The U.S. Department of Education needs a high-ranking official to oversee its efforts to expand Americans' proficiency in foreign languages and knowledge of international affairs, according to a report released last week by the National Academies' National Research Council.
The report was prepared by a committee convened to review the "adequacy and effectiveness" of language and foreign-affairs programs, which are supported under two federal laws — Title VI of the Higher Education Act and the Fulbright-Hays Act.
It generally defended the programs and their long-term and broad-based approaches to training people to gain expertise in foreign languages and other cultures. But it also called for more support for their projects, which include university-based National Resource Centers and Language Resource Centers, saying those programs should not have to compete with or conform to more narrowly focused critical-language efforts shaped by current foreign-policy goals.
"You don't know what the critical language is going to be 20 years from now, and you need a reservoir," Kenneth Prewitt, a member of the review committee, said at a briefing on the report, "International Education and Foreign Languages: Keys to Securing America's Future."
Mr. Prewitt, a professor of public affairs at Columbia University, said that reservoir includes the academic centers supported by Title VI. Between 2001 and 2003, the centers offered instruction in 276 less-commonly taught languages. By contrast, the Defense Language Institute and the Foreign Service Institute offered instruction in only 74 of those languages, according to the report.
The committee found that the Title VI and Fulbright-Hays programs directly support the study of foreign languages and international affairs, and encourage universities to expand those efforts, said Janet L. Norwood, committee chairwoman and a counselor and senior fellow with the Conference Board, a nonprofit business-research organization in New York.
The committee, however, could not compile enough reliable data to determine exactly how effective the programs were and how well participants were learning. Limited oral examinations and self-assessments are the most common methods in place, and both are "inadequate," said Michael C. Lemmon, another committee member and a professor of strategic planning at the National War College of the National Defense University.
Minimal Resources, Maximum Gain
Even more seriously, financial support for both the Title VI and Fulbright-Hays programs has not kept up with the accelerating pace of the mission they are expected to fulfill, Ms. Norwood said.
While appropriations for Title VI programs spiked after September 11, 2001, they have declined in the last few years, and support for Fulbright-Hays programs has similarly dipped, according to the report.
Although universities have been successful in leveraging minimal resources toward maximum gain, the committee agreed, they need a voice in Washington to advocate for them.
This official should be a Senate-confirmed, executive-level bureaucrat, someone "with clout" in the Department of Education who reports directly to the secretary on whether the nation's efforts in international and foreign-language studies are in step with its needs.
The official should be an academic, said Karin C. Ryding, president of the American Association of Teachers of Arabic and a professor of Arabic at Georgetown University.
"I think most academics would be anxious to have someone with an academic background and a background in language teaching and linguistics," she said in a telephone interview.
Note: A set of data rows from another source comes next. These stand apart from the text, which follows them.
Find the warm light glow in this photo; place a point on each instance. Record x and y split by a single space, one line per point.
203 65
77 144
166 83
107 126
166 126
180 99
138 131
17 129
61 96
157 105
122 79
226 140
That person would be best equipped to understand the challenges that professionals in the field confront daily, explained Ms. Ryding, who was not on the committee.
Assessment, she agreed, is a problem. When it comes to Arabic, "there are just not enough proficiency testers," she said. "There's maybe 20 or 25 in the whole nation who are certified, and they are constantly in demand."
The report recommended more research into how technology can help improve assessment and build a common educational platform for use across languages, Mr. Lemmon said.
Committee members agreed that despite uneven progress, a sea change had occurred, one that will not soon be reversed.
The launch of Sputnik 1, the first artificial satellite, by the Soviet Union in 1957 led to more Americans studying Russian.
Interest in Japanese and other East Asian languages grew with the strength of Japan's economy in the 1980s. Now Americans studying foreign languages are increasingly immersed in Chinese or Arabic.
"We've now had enough shocks," Mr. Prewitt said, underscoring the committee's overall optimism. "We're never going back to a place where we can simply tend our own garden."